We, on the other hand, believe that thoughtful, responsible electoral mapping is possible. In fact, we’ve seen it: During the last U.S. redistricting cycle we saw, for the first time, thousands of engaged members of the public create hundreds of complex, fully legal redistricting plans by using open source software that we and others have developed (see here for a description of the system).
Furthermore, not only did members of the public create thoughtful plans, their plans differed systematically from those created by the legislature. When we examine public plans created in Virginia (here), in Florida (here), and in a preliminary analysis of public plans in Ohio, we find that, on the whole, these plans were less partisan and more competitive, without substantially reducing other traditional criteria, such as compactness or county integrity.
At a larger scale, a number of other countries, including Canada and the U.K. have implemented thoughtful, responsible redistricting at a national scale (see here for a discussion). In fact, the United States is exceptional in giving the legislature the authority to create its own districts. Other advanced democracies have achieved non-partisan redistricting by instituting independent redistricting commissions.
By maintaining true independence from the legislature and incorporating meaningful community participation, these commissions have effectively constrained partisan gerrymandering. Furthermore, a participative, transparent process legitimates outcomes and provides the opportunity to incorporate self-defined communities – rendering the occasional residual disproportionality in election results tolerable.
Effective commissions are challenging to design, especially given the history of U.S. legislatures subersion of redistricting commissions nominal independence. Nevertheless, there are a number of factors that successful redistricting commissions share:
The commission should be funded to support a permanent staff in order to preserve institutional knowledge, to build expertise, and to seek, analyze, and incorporate public input. Funding should be insulated from legislative whim.
A commission plan should not be subject to legislative veto or modification.
Drawing on our studies of participative redistricting above, we further recommend that:
The commission should not be restricted to considering a specific set of quantitative criteria but should reflect local or emergent communities of interest and criteria.

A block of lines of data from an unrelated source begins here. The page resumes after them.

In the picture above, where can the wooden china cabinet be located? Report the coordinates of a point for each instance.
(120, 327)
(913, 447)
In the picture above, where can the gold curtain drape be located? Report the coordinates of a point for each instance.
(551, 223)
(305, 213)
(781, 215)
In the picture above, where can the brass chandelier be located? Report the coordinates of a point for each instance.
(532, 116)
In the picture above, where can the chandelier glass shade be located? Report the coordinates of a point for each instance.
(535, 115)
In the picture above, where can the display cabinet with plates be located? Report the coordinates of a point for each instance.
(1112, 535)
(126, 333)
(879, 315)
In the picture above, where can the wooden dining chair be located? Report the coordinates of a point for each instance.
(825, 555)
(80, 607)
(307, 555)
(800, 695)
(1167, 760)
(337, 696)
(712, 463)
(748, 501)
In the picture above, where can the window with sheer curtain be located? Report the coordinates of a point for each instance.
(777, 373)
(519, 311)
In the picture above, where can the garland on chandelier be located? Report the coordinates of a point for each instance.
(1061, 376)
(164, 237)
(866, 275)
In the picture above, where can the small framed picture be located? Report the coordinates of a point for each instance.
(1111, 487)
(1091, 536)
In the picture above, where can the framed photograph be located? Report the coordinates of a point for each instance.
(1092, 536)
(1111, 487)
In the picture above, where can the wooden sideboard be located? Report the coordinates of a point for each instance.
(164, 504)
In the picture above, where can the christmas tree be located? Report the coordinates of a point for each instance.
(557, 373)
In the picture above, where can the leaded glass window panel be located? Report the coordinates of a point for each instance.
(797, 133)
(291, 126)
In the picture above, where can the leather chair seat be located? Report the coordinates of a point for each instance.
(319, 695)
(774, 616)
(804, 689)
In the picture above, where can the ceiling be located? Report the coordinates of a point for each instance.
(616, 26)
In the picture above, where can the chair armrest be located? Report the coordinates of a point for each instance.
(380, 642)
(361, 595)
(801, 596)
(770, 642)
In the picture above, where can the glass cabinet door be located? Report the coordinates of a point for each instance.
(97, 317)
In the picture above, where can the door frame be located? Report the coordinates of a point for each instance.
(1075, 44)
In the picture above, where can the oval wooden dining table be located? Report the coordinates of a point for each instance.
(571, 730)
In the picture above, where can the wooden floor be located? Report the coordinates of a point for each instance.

The commission should be empowered to obtain any data that is possibly relevant, and practically obtainable, including political data such as registration totals and election statistics. If one values fairness, it is better to explicitly incorporate it as a goal rather than hoping it emerges by chance through a politics-blind process.
The commission should operate with complete transparency — all proposed plans, data, analyses, tools (software), records of public input, etc. should all be continuously accessible to the public online.
The commission should support multiple channels for meaningful public input. This should include providing a widely accessible, public online mechanism for the public to design, evaluate, submit, and compare definitions of plans, districts, and communities.
In the 18th and 19th centuries, principles for US electoral mapping were governed by process-based criteria, primarily contiguity, integrity county boundaries, and equal population between (but not within) states – all are ex-ante attributes of plans. In the 20th century, Baker vs Carr added within-state population equality – but retained a focus on process-based criteria (see here for a discussion). More recently, the Freedom of Information Act and sunshine laws introduced principles of institutional transparency. Redistricting reform should build upon the technical advances of the new century.
Twenty-first century redistricting should incorporate transparency at internet speed and scale — open source, open data, open process (see here for in-depth recommendations) — and twenty-first century redistricting should incorporate internet technology for twenty-first century participation: direct access to the redistricting process; access to legal-strength mapping tools; and the integration of crowd-sourcing to create maps, identify communities and neighborhoods, collect and correct data, and gather and analyze public commentary.
There are few policy arenas where the public can fashion legitimate proposals that rival what their elected officials enact. Redistricting is among them, so why not enable greater public participation in this critical democratic process?